Advisor(s) - Committee Chair
Dr. Philip Lienesch (Director); Dr. Richard Bowker; Dr. Doug McElroy; Dr. Micheal Stokes
Department of Biology
Master of Biology
AN ISOTOPIC EXAMINATION OF CAVE, SPRING AND EPIGEAN TROPHIC STRUCTURES IN MAMMOTH CAVE NATIONAL PARK
Name: Zacchaeus Greg Compson Date: October 15, 2004 Pages: 56
Directed by: Philip Lienesch, Doug McElroy, Michael Stokes and Richard Bowker
Department of Biology Western Kentucky University
High-water events in the Green River result in flow-reversals which flush native and introduced fishes into Mammoth Cave, posing threats to indigenous cave fauna. However, little is known about the trophic interactions between cave and epigean aquatic systems or their connectivity via natural springs.
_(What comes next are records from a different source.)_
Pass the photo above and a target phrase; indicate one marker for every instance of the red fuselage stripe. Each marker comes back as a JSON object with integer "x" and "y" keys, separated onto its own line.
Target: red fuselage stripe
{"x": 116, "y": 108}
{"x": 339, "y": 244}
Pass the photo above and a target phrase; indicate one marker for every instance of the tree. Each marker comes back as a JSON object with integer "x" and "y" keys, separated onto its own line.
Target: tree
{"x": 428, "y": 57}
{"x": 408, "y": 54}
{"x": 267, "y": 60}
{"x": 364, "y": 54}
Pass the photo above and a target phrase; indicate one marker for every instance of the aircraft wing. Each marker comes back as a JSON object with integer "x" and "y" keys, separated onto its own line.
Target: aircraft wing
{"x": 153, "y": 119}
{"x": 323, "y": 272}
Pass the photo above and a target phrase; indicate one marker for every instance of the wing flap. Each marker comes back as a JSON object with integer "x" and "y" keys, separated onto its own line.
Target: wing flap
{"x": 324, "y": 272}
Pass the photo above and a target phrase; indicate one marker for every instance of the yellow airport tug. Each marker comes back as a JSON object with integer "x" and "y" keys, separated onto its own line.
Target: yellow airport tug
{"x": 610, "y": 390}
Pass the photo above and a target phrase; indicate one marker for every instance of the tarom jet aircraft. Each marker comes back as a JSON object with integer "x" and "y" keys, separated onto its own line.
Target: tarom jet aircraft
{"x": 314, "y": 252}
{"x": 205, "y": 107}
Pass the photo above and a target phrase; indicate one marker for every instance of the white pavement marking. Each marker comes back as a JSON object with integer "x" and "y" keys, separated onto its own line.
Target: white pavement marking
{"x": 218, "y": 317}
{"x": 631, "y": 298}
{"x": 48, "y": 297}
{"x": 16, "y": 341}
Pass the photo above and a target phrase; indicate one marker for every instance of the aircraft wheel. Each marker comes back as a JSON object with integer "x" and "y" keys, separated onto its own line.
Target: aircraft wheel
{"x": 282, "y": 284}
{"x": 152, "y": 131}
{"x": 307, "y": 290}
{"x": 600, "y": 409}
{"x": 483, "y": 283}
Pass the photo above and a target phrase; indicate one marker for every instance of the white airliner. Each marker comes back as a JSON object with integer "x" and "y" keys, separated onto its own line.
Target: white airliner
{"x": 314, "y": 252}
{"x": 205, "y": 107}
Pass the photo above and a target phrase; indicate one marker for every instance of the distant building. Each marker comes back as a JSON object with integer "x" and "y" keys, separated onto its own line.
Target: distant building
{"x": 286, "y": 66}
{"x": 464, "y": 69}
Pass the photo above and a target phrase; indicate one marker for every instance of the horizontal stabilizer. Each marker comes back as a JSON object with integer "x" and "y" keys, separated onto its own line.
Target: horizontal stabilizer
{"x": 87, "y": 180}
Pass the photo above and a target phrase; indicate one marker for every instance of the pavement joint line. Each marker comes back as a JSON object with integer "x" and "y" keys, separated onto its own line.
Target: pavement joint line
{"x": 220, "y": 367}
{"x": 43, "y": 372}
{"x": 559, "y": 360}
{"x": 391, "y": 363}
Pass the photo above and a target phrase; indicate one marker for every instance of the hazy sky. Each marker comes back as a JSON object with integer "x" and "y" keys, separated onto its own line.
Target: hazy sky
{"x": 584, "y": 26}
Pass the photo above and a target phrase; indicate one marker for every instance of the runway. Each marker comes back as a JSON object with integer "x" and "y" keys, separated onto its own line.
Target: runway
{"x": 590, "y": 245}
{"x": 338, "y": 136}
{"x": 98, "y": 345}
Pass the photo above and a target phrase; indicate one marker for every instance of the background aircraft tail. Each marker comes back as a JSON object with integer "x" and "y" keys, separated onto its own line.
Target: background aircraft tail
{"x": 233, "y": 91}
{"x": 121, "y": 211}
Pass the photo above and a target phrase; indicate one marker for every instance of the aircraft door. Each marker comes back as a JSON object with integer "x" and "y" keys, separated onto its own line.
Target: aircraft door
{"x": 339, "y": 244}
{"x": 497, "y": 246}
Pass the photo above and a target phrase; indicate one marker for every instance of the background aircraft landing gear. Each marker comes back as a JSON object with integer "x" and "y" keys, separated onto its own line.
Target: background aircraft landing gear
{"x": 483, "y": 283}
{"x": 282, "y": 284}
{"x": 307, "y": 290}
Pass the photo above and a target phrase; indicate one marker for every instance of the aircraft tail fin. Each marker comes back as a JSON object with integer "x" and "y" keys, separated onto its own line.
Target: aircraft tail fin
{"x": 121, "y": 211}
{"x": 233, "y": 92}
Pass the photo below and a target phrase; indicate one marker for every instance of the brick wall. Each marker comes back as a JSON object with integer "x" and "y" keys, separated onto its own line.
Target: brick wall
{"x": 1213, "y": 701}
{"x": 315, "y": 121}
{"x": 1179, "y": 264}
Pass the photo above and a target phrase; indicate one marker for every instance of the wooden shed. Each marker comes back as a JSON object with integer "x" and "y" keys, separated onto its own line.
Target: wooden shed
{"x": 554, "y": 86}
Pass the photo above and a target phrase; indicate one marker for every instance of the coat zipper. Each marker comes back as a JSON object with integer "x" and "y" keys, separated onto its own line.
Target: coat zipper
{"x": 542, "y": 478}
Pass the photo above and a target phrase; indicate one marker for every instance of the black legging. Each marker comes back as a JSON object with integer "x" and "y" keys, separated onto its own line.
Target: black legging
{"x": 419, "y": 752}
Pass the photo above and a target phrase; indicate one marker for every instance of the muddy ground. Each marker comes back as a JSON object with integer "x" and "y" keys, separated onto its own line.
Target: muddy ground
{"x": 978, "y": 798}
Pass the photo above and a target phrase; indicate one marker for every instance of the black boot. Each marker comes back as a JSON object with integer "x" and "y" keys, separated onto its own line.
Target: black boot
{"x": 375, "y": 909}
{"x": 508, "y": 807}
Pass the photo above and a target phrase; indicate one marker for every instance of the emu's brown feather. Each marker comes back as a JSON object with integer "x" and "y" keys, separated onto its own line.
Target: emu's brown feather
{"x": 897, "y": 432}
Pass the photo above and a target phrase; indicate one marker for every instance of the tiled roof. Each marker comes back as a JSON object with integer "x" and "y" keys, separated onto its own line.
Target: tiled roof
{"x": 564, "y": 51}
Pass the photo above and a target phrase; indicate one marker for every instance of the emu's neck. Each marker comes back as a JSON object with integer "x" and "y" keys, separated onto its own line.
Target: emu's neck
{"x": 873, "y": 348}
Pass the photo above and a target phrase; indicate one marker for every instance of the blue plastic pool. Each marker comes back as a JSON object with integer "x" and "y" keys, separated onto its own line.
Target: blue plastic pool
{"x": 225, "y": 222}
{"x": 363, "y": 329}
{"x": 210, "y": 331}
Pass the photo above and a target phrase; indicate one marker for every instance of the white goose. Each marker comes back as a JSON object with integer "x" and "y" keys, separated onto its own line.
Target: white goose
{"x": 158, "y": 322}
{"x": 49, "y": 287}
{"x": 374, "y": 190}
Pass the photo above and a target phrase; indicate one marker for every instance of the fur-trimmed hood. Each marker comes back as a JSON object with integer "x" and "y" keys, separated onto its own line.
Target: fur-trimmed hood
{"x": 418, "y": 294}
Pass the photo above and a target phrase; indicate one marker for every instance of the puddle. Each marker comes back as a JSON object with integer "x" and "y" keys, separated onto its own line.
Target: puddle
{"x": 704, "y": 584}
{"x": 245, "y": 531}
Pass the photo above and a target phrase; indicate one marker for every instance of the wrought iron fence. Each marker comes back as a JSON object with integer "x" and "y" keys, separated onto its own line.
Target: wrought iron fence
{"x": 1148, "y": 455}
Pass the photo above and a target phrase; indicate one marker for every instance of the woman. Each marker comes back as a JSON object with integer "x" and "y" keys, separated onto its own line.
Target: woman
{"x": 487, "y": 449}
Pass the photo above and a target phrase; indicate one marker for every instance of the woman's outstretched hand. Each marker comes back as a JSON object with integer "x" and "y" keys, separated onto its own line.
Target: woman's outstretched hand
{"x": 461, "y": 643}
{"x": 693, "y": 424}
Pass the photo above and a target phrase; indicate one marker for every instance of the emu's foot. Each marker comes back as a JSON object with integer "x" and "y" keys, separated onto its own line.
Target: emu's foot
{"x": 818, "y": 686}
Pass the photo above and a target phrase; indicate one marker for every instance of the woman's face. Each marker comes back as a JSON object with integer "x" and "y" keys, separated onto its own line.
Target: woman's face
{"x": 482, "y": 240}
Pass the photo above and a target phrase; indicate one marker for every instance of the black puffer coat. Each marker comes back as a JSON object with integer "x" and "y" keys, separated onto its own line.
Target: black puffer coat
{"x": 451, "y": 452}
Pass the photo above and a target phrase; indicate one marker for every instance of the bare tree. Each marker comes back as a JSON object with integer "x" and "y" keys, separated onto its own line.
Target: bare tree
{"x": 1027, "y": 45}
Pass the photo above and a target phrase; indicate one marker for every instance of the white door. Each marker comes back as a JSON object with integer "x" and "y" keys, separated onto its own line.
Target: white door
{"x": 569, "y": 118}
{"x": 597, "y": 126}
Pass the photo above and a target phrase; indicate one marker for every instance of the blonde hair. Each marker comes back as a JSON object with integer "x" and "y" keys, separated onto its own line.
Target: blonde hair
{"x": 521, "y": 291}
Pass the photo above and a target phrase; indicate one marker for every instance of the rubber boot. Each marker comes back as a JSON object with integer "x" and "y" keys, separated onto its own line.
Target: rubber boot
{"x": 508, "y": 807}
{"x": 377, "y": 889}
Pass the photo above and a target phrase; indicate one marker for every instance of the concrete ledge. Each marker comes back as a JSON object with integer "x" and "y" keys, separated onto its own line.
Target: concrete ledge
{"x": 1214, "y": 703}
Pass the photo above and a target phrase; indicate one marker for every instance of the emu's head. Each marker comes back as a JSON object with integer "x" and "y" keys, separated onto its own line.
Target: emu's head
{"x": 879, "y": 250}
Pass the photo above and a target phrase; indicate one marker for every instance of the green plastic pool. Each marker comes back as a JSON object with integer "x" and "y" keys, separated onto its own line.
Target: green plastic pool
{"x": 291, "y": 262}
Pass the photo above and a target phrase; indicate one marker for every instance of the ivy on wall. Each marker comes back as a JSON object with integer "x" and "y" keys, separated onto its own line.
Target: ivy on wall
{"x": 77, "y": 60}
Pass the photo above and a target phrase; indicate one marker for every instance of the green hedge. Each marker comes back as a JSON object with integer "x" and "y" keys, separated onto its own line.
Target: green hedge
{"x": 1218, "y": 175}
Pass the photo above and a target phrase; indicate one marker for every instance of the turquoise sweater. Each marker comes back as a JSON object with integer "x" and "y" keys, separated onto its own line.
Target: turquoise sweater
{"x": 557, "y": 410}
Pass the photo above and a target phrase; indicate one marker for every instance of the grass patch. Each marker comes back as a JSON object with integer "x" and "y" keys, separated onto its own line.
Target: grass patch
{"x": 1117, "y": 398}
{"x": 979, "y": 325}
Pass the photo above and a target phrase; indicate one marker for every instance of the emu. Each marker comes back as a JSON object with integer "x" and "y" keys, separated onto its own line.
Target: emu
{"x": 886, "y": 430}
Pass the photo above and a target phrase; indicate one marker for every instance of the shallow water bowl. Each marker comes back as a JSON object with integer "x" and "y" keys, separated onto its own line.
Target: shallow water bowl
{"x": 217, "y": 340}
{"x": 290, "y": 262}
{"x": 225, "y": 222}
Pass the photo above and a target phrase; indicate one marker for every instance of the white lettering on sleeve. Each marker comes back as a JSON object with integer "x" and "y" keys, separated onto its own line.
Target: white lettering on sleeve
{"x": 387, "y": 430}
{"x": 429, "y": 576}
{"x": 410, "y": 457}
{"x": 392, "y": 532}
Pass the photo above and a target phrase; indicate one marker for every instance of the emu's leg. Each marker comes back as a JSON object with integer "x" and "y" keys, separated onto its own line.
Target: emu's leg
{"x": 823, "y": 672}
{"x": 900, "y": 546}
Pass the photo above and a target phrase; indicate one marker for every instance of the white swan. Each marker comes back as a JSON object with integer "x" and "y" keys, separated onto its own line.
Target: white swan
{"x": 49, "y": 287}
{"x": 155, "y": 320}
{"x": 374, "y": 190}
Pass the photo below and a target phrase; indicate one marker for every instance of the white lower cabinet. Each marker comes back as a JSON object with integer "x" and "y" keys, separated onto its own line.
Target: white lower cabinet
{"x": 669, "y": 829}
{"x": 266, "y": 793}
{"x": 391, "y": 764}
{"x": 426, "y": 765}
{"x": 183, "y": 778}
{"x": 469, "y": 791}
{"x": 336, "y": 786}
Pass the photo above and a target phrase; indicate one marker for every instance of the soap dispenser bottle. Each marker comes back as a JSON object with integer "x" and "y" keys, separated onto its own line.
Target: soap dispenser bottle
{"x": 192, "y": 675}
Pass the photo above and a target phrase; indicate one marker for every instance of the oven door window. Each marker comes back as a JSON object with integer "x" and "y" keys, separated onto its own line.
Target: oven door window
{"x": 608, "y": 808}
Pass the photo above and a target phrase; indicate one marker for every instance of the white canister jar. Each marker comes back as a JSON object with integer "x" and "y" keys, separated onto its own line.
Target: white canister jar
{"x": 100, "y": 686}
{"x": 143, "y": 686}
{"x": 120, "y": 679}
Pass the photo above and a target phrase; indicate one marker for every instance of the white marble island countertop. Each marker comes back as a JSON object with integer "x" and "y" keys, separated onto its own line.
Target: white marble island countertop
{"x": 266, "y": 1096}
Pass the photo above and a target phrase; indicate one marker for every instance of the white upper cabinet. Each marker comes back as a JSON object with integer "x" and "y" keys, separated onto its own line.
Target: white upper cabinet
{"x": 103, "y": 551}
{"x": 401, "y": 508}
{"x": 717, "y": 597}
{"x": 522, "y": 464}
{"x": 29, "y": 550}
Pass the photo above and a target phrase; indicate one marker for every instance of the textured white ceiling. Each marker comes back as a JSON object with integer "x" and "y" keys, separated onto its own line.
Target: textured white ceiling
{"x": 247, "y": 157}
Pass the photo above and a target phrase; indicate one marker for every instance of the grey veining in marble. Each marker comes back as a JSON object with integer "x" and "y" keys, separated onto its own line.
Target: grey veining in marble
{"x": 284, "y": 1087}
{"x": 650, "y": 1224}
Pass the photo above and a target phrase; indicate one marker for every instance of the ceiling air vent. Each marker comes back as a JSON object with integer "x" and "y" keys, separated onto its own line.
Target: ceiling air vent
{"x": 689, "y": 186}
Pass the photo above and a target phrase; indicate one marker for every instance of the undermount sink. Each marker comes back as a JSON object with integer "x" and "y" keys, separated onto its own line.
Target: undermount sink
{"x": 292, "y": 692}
The purpose of this study was to use stable isotopes of C and N to describe and compare the trophic structure of epigean, spring and cave aquatic systems within Mammoth Cave National Park. Fourteen sites were sampled from fall 2002 to fall 2003; four in the Green River (epigean), four in spring-heads, and three inside Mammoth Cave. Two a priori hypotheses were tested: fish and invertebrates living in spring heads should express delta 13C values intermediate to those of organisms in cave and epigean aquatic systems and overall trophic levels in cave and spring samples should be compressed, showing lower delta15N values compared to epigean sites. Though cave and spring systems were dominated by allochthonous leaf litter, characteristic of headwater streams, the epigean system was also largely dependent on detrital inputs. Primary differences in delta13C were seen at higher trophic levels, particularly in top consumers such as Lepomis species, where delta13C values decreased from epigean to spring to cave habitats. Though all three habitats supported a similar number of trophic levels (N: 5), the trophic structure was compressed in cave and spring compared to epigean habitats. This trend, however, was obfuscated by delta15N values of accidental species in caves, which tended to be enriched, even when compared to epigean signals. This was attributed to either trophic enrichment from yolk sacs or starvation and subsequent self-processing. Overall, spring trophic structure was found to be intermediate to cave and epigean trophic structures in terms of delta13C values of upper-level fish consumers, but spring trophic structure was more similar to the cave trophic structure in terms of delta15N values, excluding cave accidentals.
Compson, Zacchaeus Greg, "An Isotopic Examination of Cave, Spring and Epigean Trophic Structures in Mammoth Cave National Park" (2004). Masters Theses & Specialist Projects. Paper 1102.